Art of Ornament
Australian design, decoration and the stamp 1850-2007
16 June - 15 September 2007 Curated by Elizabeth Gertsakis
From the time of the English invention of Penny
Postage in 1840 the stamp was required to be many things – official,
informative, ornamental, appealing and yet function as an acceptable and
positive national symbol.
The traditional role of Australian stamp design is
to create an official postage currency that is also an image of meaning,
beauty, ornament and decoration.
The exhibition includes unadopted stamp art
showing pictorial devices such as heraldic borders used for the depiction
of the British monarch to the super-streamlined art deco motifs of the
1930s. Visitors to the exhibition will see the decorative shift away from
the use of Australian flowers and animals designs as framing or border
decorations to their use as significant and beautiful themes of Australian
stamps. The move away from the early use of Australian subject matter as simply
a decorative emblem also applies to the depiction of Aboriginal subjects and
motifs. Aboriginal content and ideas progress from being represented as
framing or ornamental emblems to significant subjects on stamps.
The technical
introduction of color printing required much simpler design processes and
artistic techniques. Stamp design was influenced by increasing use of hard-edge
color printing processes and the impact of geometric design advertising-based
symbols and influences derived from silk-screen printing and poster production.

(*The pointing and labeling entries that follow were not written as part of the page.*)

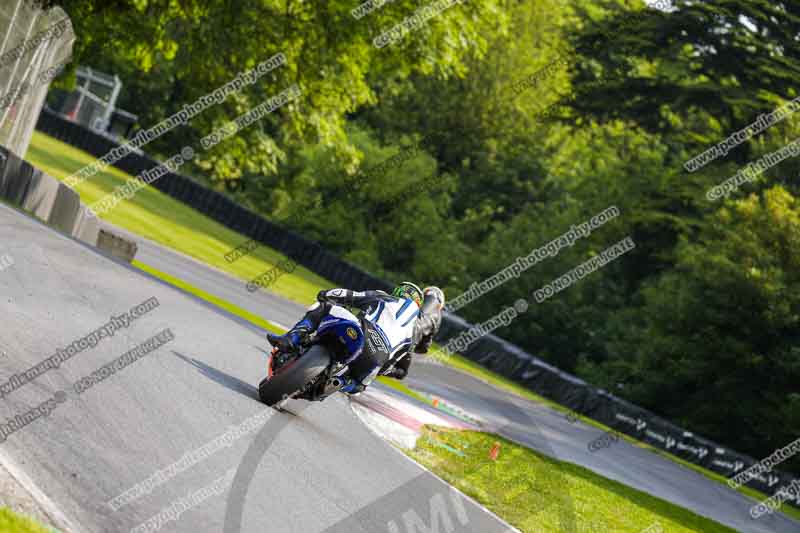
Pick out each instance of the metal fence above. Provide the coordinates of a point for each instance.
(35, 45)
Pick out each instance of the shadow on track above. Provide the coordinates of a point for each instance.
(218, 376)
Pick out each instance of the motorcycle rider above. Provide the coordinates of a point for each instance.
(395, 316)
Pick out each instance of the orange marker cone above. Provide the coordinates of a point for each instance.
(495, 451)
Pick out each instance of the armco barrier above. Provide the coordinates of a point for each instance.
(489, 351)
(41, 196)
(66, 209)
(16, 179)
(116, 245)
(45, 197)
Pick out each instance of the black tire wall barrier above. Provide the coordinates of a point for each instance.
(489, 351)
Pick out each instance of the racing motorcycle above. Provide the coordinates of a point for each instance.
(321, 365)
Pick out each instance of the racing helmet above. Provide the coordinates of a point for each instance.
(410, 291)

From the 1970s and 1980s onward greater recognition of Aboriginal culture
meant an increased use of and commissioning of Indigenous art and its symbolic
pattern making.
Toward the close of the twentieth century new printing
technology encouraged the decorative use of special techniques to emulate
the appearance of gold, opals, pearls and diamonds on paper. In 2007 stamps
were created using special effects such as plastic lenticular technology.